これでチャンクの幅は最大でも 20 バイトになったことに注意してください。これは、基盤のバイトソース (autoAllocateChunkSize
) で指定した自動割り当てバッファのサイズだからです。
これらは、ゼロコピー移譲として行われます。
既定のリーダーと割り当てなしのプルソース基盤
完全を期すために、自動バッファー割り当てに対応していないバイトソースの既定のリーダーも使用することができます。
しかし、この場合、コントローラーは byobRequest
を基盤に書き込むことはできません。
その代わりに、基盤ソースはデータをエンキューしなければなりません。
なお、このケースに対応するために、 pull()
で byobRequest
が存在するかどうかを調べる必要があります。
const stream = makeReadableByteFileStream("dummy file.txt");
const DEFAULT_CHUNK_SIZE = 40;
function makeReadableByteFileStream(filename) {
let fileHandle;
let position = 0;
return new ReadableStream({
type: "bytes", // An underlying byte stream!
start(controller) {
// Called to initialise the underlying source.
// For a file source open a file handle (here we just create the mocked object).
fileHandle = new MockUnderlyingFileHandle();
logSource(
`start(): ${controller.constructor.name}.byobRequest = ${controller.byobRequest}`,
);
},
async pull(controller) {
// Called when there is a pull request for data
if (controller.byobRequest) {
const theView = controller.byobRequest.view;
const { bytesRead, buffer } = await fileHandle.read(
theView.buffer,
theView.byteOffset,
theView.byteLength,
position,
);
if (bytesRead === 0) {
await fileHandle.close();
controller.close();
controller.byobRequest.respond(0);
logSource(
`pull() with byobRequest. Close controller (read bytes: ${bytesRead})`,
);
} else {
position += bytesRead;
controller.byobRequest.respond(bytesRead);
logSource(`pull() with byobRequest. Transfer ${bytesRead} bytes`);
}
} else {
// No BYOBRequest so enqueue data to stream
// NOTE, this branch would only execute for a default reader if autoAllocateChunkSize is not defined.

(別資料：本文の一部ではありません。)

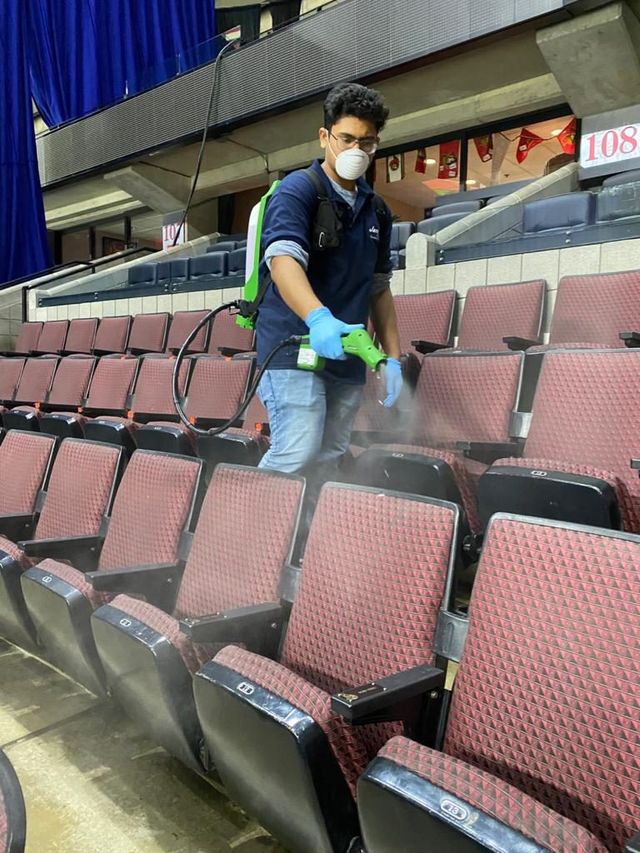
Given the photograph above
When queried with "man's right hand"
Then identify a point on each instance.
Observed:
(325, 332)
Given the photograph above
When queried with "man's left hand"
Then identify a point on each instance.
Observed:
(393, 380)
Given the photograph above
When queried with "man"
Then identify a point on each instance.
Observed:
(326, 293)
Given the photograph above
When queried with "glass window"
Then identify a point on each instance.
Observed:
(520, 154)
(411, 182)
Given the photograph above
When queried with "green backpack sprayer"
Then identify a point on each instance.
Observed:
(357, 343)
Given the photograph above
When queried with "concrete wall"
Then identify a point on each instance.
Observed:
(550, 265)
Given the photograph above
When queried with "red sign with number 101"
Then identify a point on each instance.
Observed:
(610, 146)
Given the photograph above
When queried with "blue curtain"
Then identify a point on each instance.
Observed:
(23, 237)
(87, 54)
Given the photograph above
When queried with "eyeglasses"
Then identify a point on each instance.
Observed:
(368, 144)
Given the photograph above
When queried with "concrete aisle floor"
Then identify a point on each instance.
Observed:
(94, 784)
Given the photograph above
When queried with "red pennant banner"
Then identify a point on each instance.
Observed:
(527, 142)
(484, 147)
(449, 159)
(567, 138)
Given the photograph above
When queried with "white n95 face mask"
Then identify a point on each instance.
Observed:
(352, 164)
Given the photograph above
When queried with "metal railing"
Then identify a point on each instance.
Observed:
(64, 272)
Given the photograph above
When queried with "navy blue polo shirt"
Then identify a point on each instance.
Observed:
(341, 278)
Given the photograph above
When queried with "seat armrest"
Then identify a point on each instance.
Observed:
(517, 344)
(16, 526)
(78, 549)
(633, 845)
(489, 451)
(425, 347)
(258, 626)
(630, 339)
(401, 696)
(229, 352)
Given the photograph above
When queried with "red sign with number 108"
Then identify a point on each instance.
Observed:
(610, 146)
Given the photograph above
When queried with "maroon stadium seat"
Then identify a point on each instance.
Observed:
(460, 397)
(52, 337)
(110, 389)
(182, 324)
(148, 333)
(27, 340)
(153, 511)
(425, 317)
(112, 335)
(227, 337)
(223, 573)
(152, 398)
(81, 335)
(377, 569)
(68, 391)
(592, 310)
(78, 495)
(216, 389)
(540, 749)
(582, 435)
(36, 379)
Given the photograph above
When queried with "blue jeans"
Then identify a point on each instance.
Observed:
(310, 420)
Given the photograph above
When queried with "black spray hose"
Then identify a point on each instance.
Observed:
(178, 401)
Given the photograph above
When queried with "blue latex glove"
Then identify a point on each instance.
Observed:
(393, 381)
(325, 331)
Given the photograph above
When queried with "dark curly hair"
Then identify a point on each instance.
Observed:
(352, 99)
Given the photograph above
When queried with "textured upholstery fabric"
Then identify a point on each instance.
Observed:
(153, 394)
(182, 324)
(584, 413)
(10, 373)
(112, 383)
(112, 334)
(150, 510)
(71, 380)
(425, 317)
(193, 654)
(492, 313)
(81, 335)
(223, 570)
(227, 333)
(596, 308)
(466, 397)
(217, 387)
(79, 489)
(149, 332)
(375, 567)
(53, 336)
(24, 458)
(36, 379)
(548, 692)
(491, 795)
(27, 340)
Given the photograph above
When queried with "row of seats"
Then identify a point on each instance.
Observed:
(169, 275)
(589, 310)
(319, 694)
(111, 335)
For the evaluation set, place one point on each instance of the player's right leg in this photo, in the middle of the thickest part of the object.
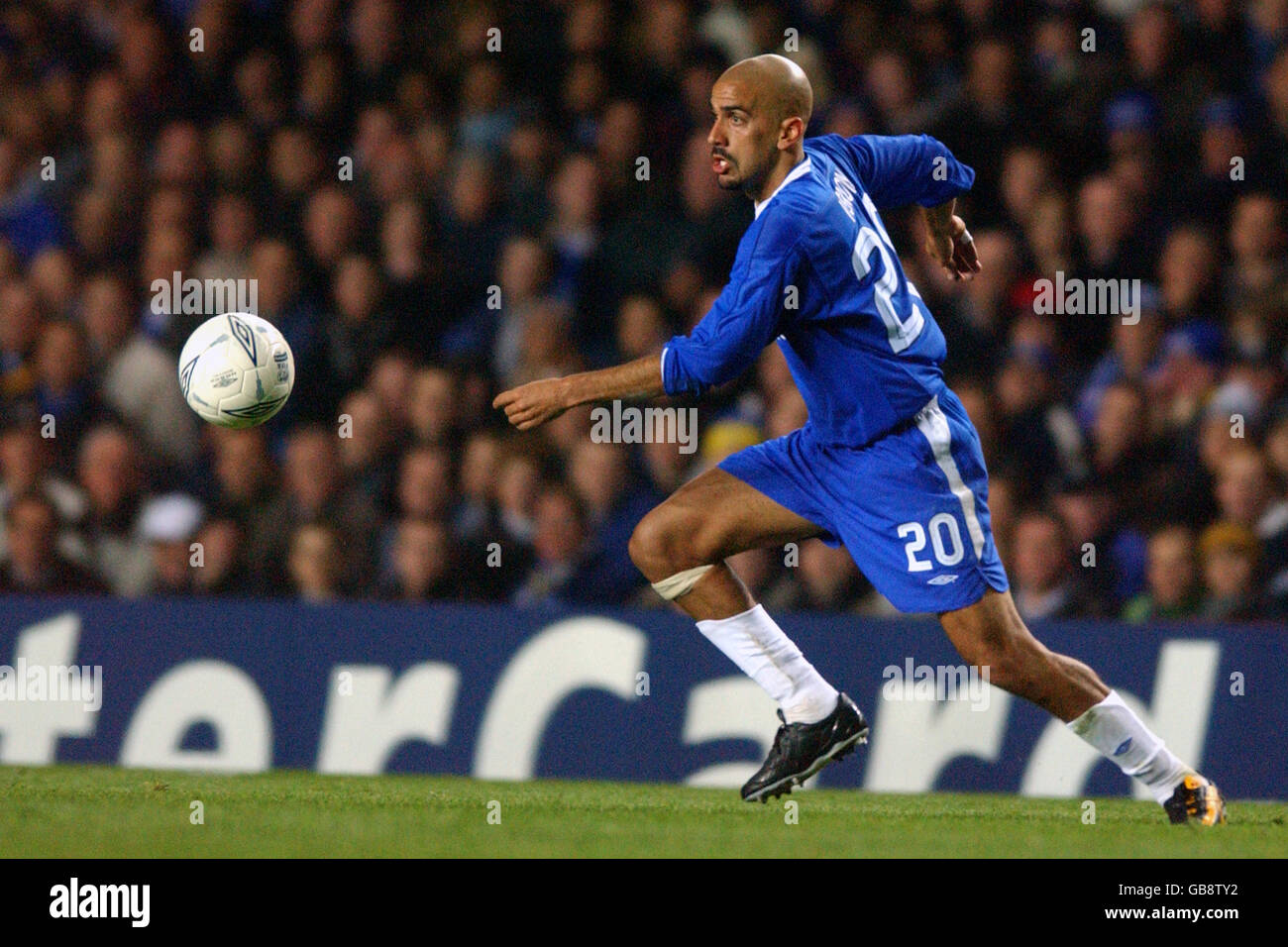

const mynewBuffer = new Uint8Array(DEFAULT_CHUNK_SIZE);
const { bytesRead, buffer } = await fileHandle.read(
mynewBuffer.buffer,
mynewBuffer.byteOffset,
mynewBuffer.byteLength,
position,
);
if (bytesRead === 0) {
await fileHandle.close();
controller.close();
controller.enqueue(mynewBuffer);
logSource(
`pull() with no byobRequest. Close controller (read bytes: ${bytesRead})`,
);
} else {
position += bytesRead;
controller.enqueue(mynewBuffer);
logSource(`pull() with no byobRequest. enqueue() ${bytesRead} bytes`);
}
}
},
cancel(reason) {
// This is called if the stream is cancelled (via reader or controller).
// Clean up any resources
fileHandle.close();
logSource(`cancel() with reason: ${reason}`);
},
});
}
結果
基礎となるプルソース(左)とコンシューマ(右)からのログ出力を下記に示します。 基盤となるソースの側は、データがゼロバイト移譲ではなく、エンキューされたことを示していることに注意してください。